Under international law, the use of the death penalty against people who were under the age of 18 at the time of the crime is strictly prohibited.

“Instead of stepping up executions at an alarming rate in the name of countering terrorism, Saudi Arabia’s must halt this bloody execution spree immediately and establish an official moratorium on executions as a first step towards abolishing the death penalty completely,” said Maalouf.

Earlier this month, Amnesty International warned that Saudi Arabia is making use of the death penalty to crush opposition figures.

The London-based rights group said Saudi Arabia’s public prosecutor was seeking the death penalty for more people, noting that prominent preacher Sheikh Salman al-Awdah was one of those targeted for execution.

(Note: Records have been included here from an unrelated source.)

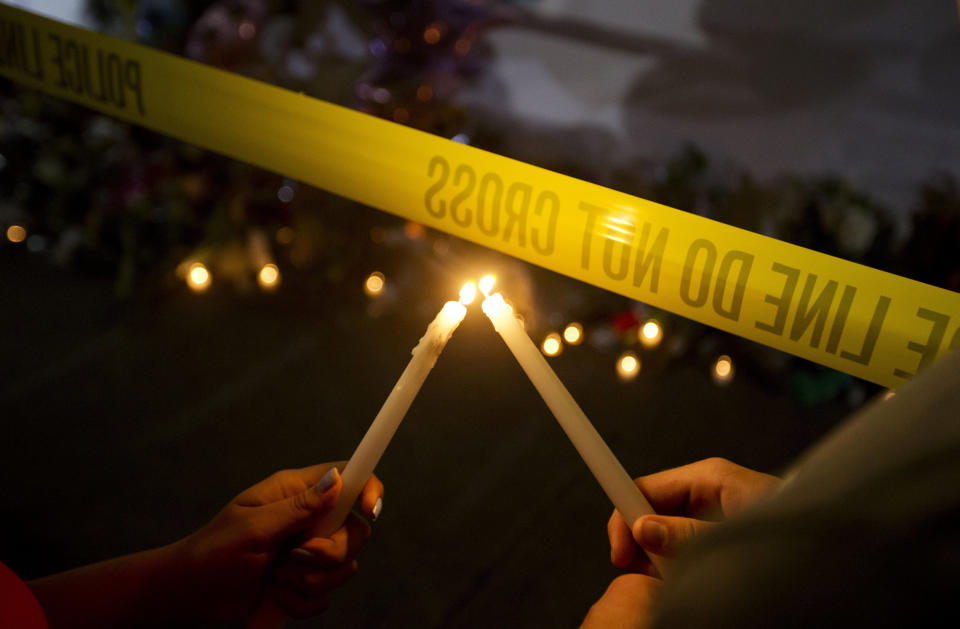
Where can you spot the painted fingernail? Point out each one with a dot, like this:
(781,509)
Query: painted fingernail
(327,481)
(653,534)
(303,552)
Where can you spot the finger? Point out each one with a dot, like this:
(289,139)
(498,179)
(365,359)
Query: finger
(284,484)
(371,498)
(313,582)
(296,605)
(341,546)
(667,535)
(707,489)
(623,550)
(627,602)
(278,520)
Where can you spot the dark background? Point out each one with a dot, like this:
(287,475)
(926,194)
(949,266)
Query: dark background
(132,409)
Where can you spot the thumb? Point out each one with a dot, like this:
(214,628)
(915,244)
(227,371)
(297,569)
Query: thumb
(666,535)
(277,520)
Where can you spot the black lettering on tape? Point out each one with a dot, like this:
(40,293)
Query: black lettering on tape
(652,257)
(516,213)
(840,319)
(464,219)
(782,301)
(873,333)
(619,237)
(545,247)
(806,313)
(740,286)
(488,204)
(928,351)
(706,276)
(440,210)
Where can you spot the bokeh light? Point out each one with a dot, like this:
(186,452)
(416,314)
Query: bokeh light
(573,334)
(552,345)
(433,33)
(628,366)
(268,277)
(723,370)
(16,233)
(198,277)
(373,285)
(651,333)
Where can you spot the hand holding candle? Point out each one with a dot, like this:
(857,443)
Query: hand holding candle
(381,431)
(617,484)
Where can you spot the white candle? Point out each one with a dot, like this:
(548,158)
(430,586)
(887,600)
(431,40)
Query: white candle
(381,431)
(617,484)
(385,424)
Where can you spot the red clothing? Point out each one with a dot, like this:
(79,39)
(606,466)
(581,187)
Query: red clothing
(18,607)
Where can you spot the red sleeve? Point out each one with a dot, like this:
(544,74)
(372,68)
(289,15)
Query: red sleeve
(18,607)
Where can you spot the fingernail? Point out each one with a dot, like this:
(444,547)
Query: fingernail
(653,534)
(303,552)
(327,481)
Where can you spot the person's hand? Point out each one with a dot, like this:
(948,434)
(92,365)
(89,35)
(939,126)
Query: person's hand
(627,603)
(259,542)
(688,500)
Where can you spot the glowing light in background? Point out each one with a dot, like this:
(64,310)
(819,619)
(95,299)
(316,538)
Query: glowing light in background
(552,345)
(486,284)
(723,370)
(651,333)
(373,286)
(198,277)
(573,334)
(285,235)
(628,366)
(468,293)
(268,277)
(16,233)
(433,33)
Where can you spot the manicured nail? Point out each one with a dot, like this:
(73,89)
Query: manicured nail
(327,481)
(653,534)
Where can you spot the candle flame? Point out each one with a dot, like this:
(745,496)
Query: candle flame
(468,293)
(486,284)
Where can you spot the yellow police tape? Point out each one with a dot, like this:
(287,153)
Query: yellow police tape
(872,324)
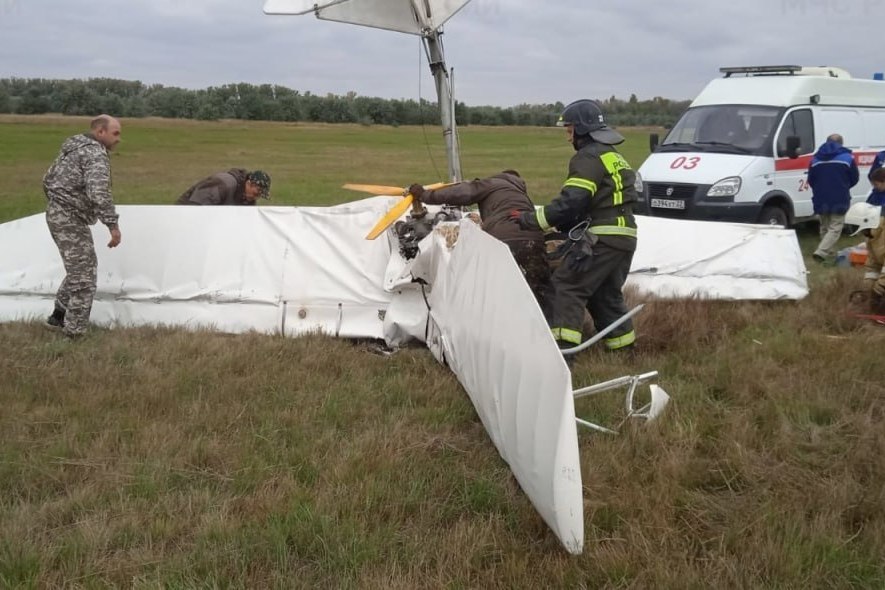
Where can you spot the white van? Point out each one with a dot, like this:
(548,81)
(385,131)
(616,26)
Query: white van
(742,149)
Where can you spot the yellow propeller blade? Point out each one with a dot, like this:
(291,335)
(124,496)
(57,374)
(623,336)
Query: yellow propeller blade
(397,210)
(375,189)
(391,216)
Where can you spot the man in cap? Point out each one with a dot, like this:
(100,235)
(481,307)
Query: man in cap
(496,196)
(595,208)
(232,187)
(78,192)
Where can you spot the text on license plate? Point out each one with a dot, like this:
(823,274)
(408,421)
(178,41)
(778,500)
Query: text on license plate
(668,204)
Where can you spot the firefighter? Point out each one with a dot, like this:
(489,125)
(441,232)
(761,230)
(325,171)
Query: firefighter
(595,208)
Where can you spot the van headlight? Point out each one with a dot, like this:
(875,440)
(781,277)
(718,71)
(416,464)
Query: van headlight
(727,187)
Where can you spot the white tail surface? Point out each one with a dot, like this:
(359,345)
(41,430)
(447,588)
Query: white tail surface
(405,16)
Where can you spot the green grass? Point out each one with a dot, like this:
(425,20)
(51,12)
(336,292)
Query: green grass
(153,457)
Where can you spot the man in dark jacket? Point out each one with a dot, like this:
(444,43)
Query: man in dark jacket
(595,207)
(496,196)
(233,187)
(831,175)
(78,194)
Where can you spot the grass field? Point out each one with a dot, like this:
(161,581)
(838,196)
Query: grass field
(154,457)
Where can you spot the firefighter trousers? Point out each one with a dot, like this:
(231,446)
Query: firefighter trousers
(599,290)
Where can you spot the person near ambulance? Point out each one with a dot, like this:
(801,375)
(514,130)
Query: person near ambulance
(831,175)
(878,161)
(595,209)
(869,221)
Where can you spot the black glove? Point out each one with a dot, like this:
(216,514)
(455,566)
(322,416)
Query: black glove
(525,219)
(417,191)
(580,256)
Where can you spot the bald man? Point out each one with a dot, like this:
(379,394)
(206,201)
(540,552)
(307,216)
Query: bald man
(78,190)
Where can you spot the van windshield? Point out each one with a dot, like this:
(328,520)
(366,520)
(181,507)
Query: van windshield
(729,129)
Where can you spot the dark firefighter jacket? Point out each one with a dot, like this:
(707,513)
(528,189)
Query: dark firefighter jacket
(496,197)
(599,188)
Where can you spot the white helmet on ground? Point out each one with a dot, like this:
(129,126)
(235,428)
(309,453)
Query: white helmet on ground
(864,216)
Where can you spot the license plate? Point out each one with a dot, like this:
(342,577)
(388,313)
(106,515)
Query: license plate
(667,204)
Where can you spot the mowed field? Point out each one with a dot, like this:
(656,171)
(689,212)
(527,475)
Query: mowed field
(155,457)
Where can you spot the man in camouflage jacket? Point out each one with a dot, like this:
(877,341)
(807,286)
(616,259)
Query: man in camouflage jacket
(78,190)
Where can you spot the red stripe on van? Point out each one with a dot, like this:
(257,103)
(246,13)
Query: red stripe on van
(863,159)
(800,163)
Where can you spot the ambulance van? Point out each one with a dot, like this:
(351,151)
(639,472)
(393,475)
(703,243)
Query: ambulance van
(742,149)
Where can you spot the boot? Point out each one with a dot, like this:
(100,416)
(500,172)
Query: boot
(877,303)
(57,320)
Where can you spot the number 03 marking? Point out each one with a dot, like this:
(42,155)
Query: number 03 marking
(685,163)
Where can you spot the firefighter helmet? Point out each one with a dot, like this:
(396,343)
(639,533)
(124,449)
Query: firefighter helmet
(587,119)
(864,216)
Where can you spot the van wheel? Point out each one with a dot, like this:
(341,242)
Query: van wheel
(773,215)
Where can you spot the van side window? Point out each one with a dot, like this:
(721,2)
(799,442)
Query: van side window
(801,124)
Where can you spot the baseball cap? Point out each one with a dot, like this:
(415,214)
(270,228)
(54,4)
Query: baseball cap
(262,180)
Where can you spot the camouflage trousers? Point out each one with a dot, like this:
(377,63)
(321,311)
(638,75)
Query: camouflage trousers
(531,257)
(74,240)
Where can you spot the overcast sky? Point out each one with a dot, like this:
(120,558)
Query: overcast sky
(504,52)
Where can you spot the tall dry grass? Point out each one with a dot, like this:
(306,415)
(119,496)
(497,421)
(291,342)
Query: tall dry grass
(155,457)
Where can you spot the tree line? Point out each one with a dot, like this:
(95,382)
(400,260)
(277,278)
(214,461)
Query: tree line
(270,102)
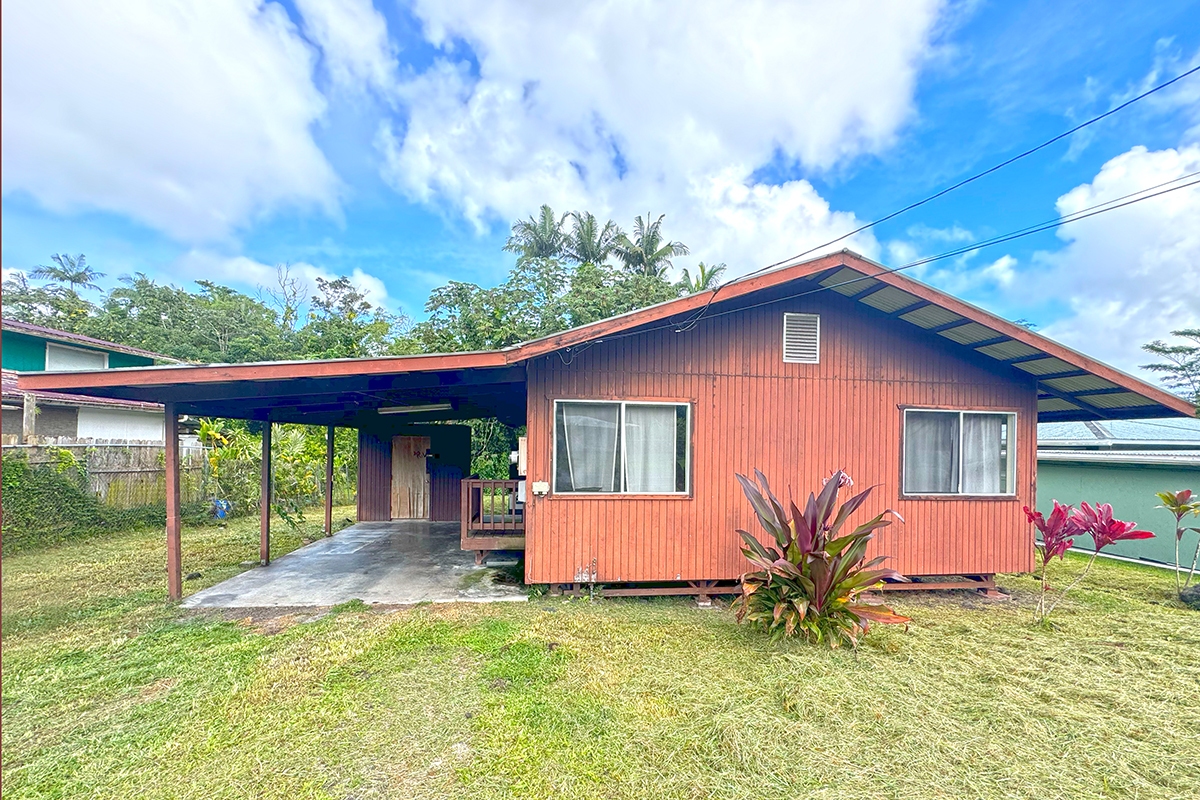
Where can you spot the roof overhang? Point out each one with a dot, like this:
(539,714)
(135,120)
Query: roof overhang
(1071,385)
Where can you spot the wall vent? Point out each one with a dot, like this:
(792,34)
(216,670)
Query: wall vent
(802,338)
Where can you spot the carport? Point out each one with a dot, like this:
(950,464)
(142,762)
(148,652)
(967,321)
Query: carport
(375,396)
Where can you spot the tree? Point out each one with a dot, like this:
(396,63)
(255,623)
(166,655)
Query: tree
(588,242)
(72,271)
(1182,368)
(539,236)
(707,278)
(343,324)
(647,252)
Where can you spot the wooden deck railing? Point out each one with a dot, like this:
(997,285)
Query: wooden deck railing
(492,519)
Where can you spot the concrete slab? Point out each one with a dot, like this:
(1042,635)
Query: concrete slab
(379,563)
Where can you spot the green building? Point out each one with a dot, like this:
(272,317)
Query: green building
(1125,463)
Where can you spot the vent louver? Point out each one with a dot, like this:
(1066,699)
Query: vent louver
(802,338)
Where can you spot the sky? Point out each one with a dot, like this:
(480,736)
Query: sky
(397,142)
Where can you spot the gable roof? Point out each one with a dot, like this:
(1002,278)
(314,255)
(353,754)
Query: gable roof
(55,335)
(1071,385)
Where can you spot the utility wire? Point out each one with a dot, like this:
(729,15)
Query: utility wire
(693,323)
(1083,214)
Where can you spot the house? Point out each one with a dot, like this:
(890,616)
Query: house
(1125,463)
(63,415)
(637,423)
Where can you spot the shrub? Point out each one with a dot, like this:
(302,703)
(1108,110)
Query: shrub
(811,585)
(1181,505)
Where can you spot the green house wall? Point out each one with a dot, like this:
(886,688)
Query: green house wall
(1131,489)
(28,353)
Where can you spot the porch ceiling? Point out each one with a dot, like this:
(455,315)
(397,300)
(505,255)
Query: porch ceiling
(341,400)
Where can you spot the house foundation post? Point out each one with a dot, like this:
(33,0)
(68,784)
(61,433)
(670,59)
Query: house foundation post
(29,419)
(329,481)
(264,503)
(171,465)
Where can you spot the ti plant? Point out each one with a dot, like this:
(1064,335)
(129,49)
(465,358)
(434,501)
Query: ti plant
(810,584)
(1067,522)
(1181,505)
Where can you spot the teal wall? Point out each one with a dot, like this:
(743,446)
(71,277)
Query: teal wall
(28,353)
(21,352)
(1131,489)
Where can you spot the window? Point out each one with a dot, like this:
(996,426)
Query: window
(959,452)
(609,447)
(802,338)
(64,359)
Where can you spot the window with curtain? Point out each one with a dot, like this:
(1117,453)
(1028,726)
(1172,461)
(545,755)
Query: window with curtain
(958,452)
(622,447)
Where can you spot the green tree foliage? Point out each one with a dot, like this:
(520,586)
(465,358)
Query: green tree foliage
(707,278)
(648,252)
(70,270)
(1181,371)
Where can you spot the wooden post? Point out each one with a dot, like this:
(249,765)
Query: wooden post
(329,481)
(171,458)
(264,541)
(29,419)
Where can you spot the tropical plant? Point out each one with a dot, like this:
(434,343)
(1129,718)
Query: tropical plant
(813,583)
(1056,540)
(1181,505)
(539,236)
(707,277)
(588,242)
(647,252)
(1097,522)
(71,270)
(1181,370)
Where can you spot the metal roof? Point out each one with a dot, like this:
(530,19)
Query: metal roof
(1071,385)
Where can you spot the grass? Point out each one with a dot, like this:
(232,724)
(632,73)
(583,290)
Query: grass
(109,692)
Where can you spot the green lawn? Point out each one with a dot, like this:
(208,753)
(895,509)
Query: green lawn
(109,692)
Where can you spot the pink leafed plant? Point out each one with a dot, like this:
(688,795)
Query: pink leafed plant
(1066,523)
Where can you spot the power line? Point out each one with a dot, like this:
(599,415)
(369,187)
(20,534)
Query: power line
(1083,214)
(689,325)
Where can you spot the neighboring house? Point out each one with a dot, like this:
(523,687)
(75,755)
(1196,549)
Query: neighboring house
(1125,463)
(637,423)
(25,414)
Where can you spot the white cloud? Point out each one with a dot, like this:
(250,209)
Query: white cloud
(1129,276)
(190,118)
(240,270)
(353,37)
(628,108)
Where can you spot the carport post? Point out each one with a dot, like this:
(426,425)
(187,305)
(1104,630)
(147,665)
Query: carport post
(171,465)
(329,481)
(264,540)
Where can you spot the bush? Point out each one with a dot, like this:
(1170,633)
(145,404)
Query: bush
(811,585)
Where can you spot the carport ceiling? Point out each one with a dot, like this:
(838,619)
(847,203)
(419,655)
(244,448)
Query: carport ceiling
(347,400)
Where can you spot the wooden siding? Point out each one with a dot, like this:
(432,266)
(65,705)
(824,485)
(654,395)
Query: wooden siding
(796,422)
(375,476)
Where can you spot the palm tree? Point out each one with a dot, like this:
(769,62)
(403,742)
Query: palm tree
(707,277)
(588,242)
(72,271)
(538,238)
(647,253)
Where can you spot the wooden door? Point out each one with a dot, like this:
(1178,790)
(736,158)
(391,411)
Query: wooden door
(409,477)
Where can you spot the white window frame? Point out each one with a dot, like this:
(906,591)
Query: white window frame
(783,337)
(67,347)
(624,462)
(1011,477)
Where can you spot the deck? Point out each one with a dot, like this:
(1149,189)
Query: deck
(492,517)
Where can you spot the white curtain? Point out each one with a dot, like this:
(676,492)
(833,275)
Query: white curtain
(591,444)
(983,461)
(651,447)
(930,452)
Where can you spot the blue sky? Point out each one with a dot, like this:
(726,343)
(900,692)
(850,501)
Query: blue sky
(396,143)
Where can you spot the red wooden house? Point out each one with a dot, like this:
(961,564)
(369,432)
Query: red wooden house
(637,423)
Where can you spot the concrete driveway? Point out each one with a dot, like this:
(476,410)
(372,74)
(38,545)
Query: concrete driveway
(379,563)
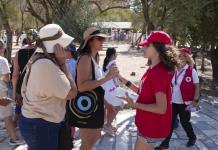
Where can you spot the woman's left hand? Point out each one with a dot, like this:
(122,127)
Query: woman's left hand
(128,100)
(195,103)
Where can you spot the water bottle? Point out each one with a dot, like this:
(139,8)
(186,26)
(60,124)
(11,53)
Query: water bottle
(192,108)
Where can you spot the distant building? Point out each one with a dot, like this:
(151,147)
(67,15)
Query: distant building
(119,31)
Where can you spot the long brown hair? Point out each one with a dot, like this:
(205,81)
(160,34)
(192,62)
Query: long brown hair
(168,55)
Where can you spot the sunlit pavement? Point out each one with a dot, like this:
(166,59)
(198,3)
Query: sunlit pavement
(205,123)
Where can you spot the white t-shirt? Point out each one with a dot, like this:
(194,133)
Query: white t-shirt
(98,70)
(110,88)
(176,95)
(71,66)
(4,69)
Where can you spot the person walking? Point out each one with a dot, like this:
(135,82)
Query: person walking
(6,111)
(45,90)
(19,64)
(185,84)
(153,106)
(89,77)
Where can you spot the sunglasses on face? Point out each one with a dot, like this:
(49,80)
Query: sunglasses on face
(101,39)
(147,46)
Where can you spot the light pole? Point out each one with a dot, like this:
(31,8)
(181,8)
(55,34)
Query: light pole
(22,10)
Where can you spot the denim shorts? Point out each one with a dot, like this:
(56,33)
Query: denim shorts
(39,134)
(149,140)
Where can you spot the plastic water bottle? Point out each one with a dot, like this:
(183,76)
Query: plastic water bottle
(192,108)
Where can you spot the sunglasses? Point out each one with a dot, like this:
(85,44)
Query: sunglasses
(101,39)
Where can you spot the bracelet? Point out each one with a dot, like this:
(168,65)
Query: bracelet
(62,64)
(128,84)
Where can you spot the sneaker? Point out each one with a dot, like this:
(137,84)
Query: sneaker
(16,142)
(162,147)
(191,142)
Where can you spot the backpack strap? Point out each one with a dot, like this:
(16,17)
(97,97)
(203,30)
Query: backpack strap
(93,70)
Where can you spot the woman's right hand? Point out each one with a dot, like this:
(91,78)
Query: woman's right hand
(113,72)
(60,54)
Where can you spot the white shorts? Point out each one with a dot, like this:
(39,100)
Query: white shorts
(5,111)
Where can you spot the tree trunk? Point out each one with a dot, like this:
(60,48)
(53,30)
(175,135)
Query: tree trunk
(149,23)
(9,34)
(214,62)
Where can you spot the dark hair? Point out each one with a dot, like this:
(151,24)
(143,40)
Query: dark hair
(109,53)
(86,49)
(25,42)
(168,55)
(74,54)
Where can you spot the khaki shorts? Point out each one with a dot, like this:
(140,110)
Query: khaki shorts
(5,111)
(148,140)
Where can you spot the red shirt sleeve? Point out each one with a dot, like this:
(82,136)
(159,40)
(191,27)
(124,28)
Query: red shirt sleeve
(159,81)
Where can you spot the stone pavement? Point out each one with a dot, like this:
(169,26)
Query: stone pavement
(205,123)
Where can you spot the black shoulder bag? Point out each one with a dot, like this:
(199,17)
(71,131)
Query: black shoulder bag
(87,109)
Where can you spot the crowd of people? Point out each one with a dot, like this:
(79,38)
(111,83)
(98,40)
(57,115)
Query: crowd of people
(56,86)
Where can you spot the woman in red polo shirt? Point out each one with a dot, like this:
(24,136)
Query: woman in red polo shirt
(185,83)
(153,107)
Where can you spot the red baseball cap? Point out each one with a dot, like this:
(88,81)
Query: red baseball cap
(186,51)
(157,36)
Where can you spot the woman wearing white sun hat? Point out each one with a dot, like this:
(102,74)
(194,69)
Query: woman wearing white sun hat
(46,89)
(90,77)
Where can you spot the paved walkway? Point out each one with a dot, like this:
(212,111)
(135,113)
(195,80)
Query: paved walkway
(205,123)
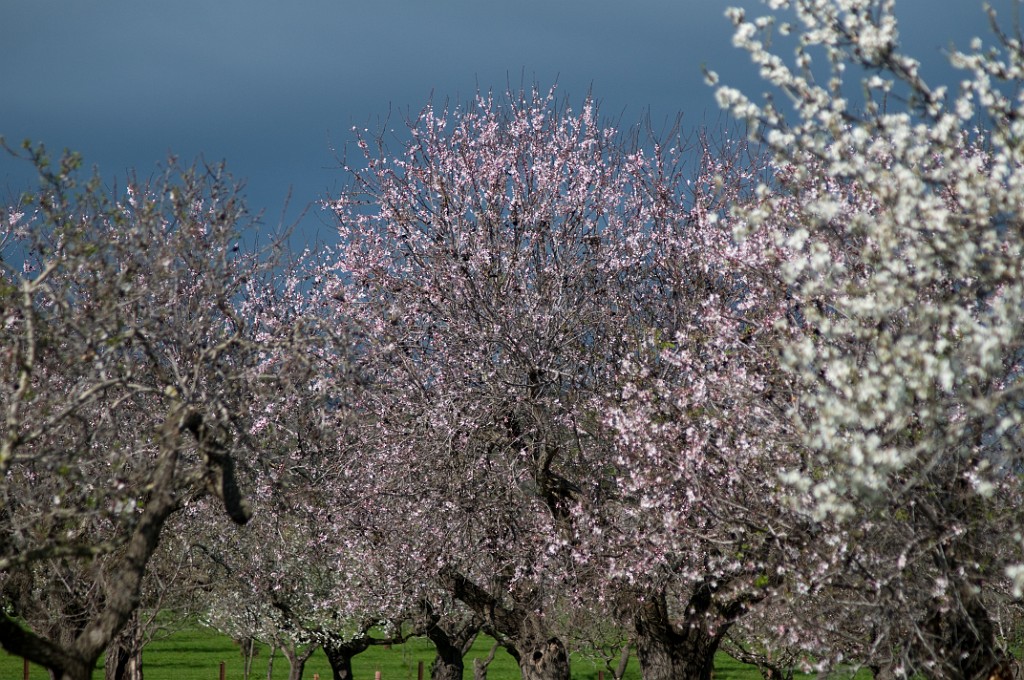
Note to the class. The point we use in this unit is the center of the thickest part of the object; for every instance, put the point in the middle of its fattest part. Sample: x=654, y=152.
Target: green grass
x=196, y=653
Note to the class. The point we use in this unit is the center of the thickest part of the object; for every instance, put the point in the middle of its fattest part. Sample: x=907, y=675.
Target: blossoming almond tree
x=558, y=343
x=900, y=203
x=481, y=267
x=128, y=374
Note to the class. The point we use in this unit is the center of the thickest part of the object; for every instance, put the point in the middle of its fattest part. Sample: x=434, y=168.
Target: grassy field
x=197, y=653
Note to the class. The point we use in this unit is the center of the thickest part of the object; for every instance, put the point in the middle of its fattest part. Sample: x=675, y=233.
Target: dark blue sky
x=271, y=86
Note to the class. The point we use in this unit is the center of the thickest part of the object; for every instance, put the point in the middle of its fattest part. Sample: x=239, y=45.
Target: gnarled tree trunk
x=340, y=652
x=521, y=631
x=684, y=652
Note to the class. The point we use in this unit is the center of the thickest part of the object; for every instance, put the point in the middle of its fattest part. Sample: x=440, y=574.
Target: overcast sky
x=272, y=87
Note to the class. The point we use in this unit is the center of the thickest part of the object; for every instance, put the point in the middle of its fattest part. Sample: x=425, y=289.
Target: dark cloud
x=271, y=86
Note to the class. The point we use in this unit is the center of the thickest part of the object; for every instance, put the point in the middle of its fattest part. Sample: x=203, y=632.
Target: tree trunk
x=269, y=662
x=521, y=631
x=543, y=659
x=340, y=653
x=668, y=653
x=123, y=663
x=297, y=659
x=480, y=666
x=124, y=656
x=452, y=642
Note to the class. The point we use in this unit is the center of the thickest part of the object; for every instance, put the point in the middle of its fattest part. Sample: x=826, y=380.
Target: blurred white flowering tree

The Prisoners of Conscience, which is an independent non-governmental organization advocating human rights in Saudi Arabia, also announced in a post on its official Twitter page that Awdah, along with two other clerics, identified as Awad al-Qarni and Ali al-Omari, had been in prison for 19 months with no legal reasons.

The activists were detained in a sweeping crackdown weeks before Saudi Arabia overturned the world's only ban on female motorists on June 24, 2018. The women had staunchly advocated for the right to drive.

Over the past years, Riyadh has redefined its anti-terrorism laws to target activism.

Tuesday’s mass execution was Saudi Arabia's largest in the past three years. In January 2016, Saudi authorities executed Shia cleric Sheikh Nimr Baqir al-Nimr, who was an outspoken critic of the Riyadh regime, along with 46 other men on terrorism charges. Nimr had been arrested in Qatif, Eastern Province, in 2012.

Saudi Arabia has stepped up politically-motivated arrests, prosecution and conviction of peaceful dissident writers and human rights campaigners.

Saudi officials have also intensified crackdown in the country's Shia-populated Eastern Province.

Eastern Province has been the scene of peaceful demonstrations since February 2011. Protesters have been demanding reforms, freedom of expression, the release of political prisoners, and an end to economic and religious discrimination against the oil-rich region.

The protests have been met with a heavy-handed crackdown by the regime, with regime forces increasing security measures across the province.